View from the Astoria column park.
Astoria Column Park (Photo credit: Peggy Cleveland)

Pro tip: On the way to the Oregon Coast stop in Astoria, we visited the Astoria Column. Perched above the city, it offers quite breathtaking 360 degree views. The column is beautifully adorned with artwork depicting Astoria’s history. There’s a gift shop on site and even if you don’t fancy climbing to the top of the column, the views from the surrounding park are spectacular. On a clear day, you can see down the Columbia River Gorge, out to the Pacific Ocean, and across the Columbia River to Washington.

Silverton Murals.
Silverton Murals (Photo credit: Peggy Cleveland)

3. Silverton

The quaint little town of Silverton is located in what is called the Quiet Side of the Willamette Valley and it is simply adorable. It’s like a Victorian time capsule as you stroll through downtown streets filled with 19and century buildings. Silver Creek runs through town and has lovely covered bridges which are also popular. Be sure to stop by the Visitor Center to pick up a map or download the Silverton Mural Society app and check out these stunning 30+ works of art that depict key events in the town’s history.

Plan to stay at the Oregon Garden Resort which is a short drive from downtown Silverton. It is adjacent to Oregon Gardens and is in a beautiful setting. The complex is spread over separate buildings and there is plenty of parking space. It is a full service resort with a restaurant and spa. Be sure to visit the on-site Fireside Lounge which, as the name suggests, has a large two-sided floor-to-ceiling stone fireplace that is so spectacular. It’s a great place to listen to live music and enjoy local Oregon wine and light snacks. The resort has partnered with the Cascade Foothills winemakers. This is a group of 15 small, family-run wineries that offer special incentives for those staying at the resort. Simply present proof of stay at the tasting rooms to receive discounts or free tastings.

covered bridge in Silverton, Oregon.
Covered Bridge, Silverton (Photo credit: Peggy Cleveland)

Any visit to this area must include a stop at the Oregon Garden. These lovely gardens come alive as the weather warms with stunning displays of flowers and the diverse botanical wealth of the Willamette Valley. There are over 20 gardens and a distinctive 400-year-old oak tree known as the Oregon Heritage Tree. Also on site is Frank Lloyd Wright’s only home in Oregon known as the Gordon House. It is an example of his Usonian homes which were designed to be affordable, in tune with the land, and unique to the United States of North America (USONA). It was one of his last works and it was completed after his death. The guided tour was very informative and I learned a lot about his work.

The country roads around Silverton make for a beautiful drive. Visit Silver Falls State Park, famous for its multiple waterfalls. The Benedictine Abbey of Mount Angel is an oasis of peace where the monks follow the traditional monastic life as transmitted by Saint Benedict. Walk the Stations of the Cross in the field and it will take you through the passion of Jesus Christ.

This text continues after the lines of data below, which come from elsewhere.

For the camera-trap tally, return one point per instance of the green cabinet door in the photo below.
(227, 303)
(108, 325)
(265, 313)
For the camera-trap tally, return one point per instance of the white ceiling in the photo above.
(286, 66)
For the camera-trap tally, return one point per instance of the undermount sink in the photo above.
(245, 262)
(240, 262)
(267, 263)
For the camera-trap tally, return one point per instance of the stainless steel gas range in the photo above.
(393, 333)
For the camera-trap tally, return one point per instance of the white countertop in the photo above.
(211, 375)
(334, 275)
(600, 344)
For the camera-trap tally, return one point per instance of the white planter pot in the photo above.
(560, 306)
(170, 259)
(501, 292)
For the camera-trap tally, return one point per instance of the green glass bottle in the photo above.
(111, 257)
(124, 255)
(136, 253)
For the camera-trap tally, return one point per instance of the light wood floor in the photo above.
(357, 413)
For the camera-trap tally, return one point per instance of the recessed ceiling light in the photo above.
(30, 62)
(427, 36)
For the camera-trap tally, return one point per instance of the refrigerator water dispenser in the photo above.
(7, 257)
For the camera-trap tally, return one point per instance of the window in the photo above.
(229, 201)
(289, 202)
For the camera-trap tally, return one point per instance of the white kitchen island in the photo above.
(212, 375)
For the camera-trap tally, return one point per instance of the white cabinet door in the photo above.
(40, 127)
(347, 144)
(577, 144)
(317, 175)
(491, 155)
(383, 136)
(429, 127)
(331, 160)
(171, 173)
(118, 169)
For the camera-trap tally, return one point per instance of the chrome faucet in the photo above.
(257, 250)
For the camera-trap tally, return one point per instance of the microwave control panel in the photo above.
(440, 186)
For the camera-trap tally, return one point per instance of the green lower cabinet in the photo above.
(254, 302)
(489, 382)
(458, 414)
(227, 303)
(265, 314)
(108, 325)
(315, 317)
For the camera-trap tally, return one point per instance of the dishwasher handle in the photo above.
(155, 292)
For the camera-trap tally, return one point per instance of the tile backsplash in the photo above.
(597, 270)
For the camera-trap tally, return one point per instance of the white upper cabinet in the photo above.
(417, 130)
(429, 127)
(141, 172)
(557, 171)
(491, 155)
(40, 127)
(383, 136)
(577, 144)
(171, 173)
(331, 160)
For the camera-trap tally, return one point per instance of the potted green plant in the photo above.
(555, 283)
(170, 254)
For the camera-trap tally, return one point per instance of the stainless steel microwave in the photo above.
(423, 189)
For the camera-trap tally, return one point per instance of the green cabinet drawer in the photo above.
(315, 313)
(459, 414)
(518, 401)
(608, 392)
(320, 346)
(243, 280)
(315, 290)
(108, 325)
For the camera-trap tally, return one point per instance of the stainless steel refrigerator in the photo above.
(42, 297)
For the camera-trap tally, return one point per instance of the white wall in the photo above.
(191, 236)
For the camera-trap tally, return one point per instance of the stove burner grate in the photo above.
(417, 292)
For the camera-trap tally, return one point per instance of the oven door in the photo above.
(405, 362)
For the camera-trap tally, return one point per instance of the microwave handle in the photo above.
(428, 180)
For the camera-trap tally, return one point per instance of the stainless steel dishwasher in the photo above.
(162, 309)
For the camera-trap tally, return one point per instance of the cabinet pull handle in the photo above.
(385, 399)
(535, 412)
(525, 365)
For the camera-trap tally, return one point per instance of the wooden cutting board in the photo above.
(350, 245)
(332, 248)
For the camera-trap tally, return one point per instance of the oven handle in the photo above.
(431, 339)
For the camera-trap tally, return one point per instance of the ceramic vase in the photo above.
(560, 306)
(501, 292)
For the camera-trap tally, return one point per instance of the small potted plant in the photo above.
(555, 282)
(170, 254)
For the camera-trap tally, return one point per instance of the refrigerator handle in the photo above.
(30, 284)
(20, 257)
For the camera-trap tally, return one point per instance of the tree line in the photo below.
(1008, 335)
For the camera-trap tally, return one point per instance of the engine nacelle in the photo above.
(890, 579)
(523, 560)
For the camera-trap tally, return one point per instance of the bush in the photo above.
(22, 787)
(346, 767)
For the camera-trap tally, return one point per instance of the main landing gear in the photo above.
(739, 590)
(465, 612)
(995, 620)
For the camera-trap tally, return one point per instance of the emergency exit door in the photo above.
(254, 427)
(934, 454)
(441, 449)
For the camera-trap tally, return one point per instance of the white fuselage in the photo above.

The monks grow their own hops and craft a renowned beer using a centuries-old process. The beer is sold to the public in their brewery.

There are so many options of places to explore from Portland. You could spend several weekends exploring the Columbia River Gorge.

Flag of the Port of Kalama.
Kalama Harbor Pavilion (Photo credit: Peggy Cleveland)

4. Kalama

For a quick overnight, head north to the town of Kalama, Washington, which is nestled on the banks of the Columbia River, about 30 minutes north of Portland. This port city has miles of shoreline with beaches, public parks and a marina. Located on the waterfront, Marine Park, a 5-acre park with scenic paved pathways is home to the tallest one-piece totem pole in the Pacific Northwest. It is very impressive. Also at the port is the Transportation Interpretive Center which tells the story of the Cowlitz tribe, early settlers, and how Kalama became a transportation hub with a port, railroads, and interstate highway.

Stay at Kalama Harbor Lodge, a McMenamins hotel. Right on the water, it’s a tribute to Kalama’s namesake. A native Hawaiian, John Kalama, was one of many Hawaiians who came to the Pacific Northwest to work for the Hudson’s Bay Company. The hotel information describes it as a museum, but with beer. Print the hiking guide from the hotel’s website and explore this fascinating lodge designed to resemble Maui’s historic Pioneer Inn.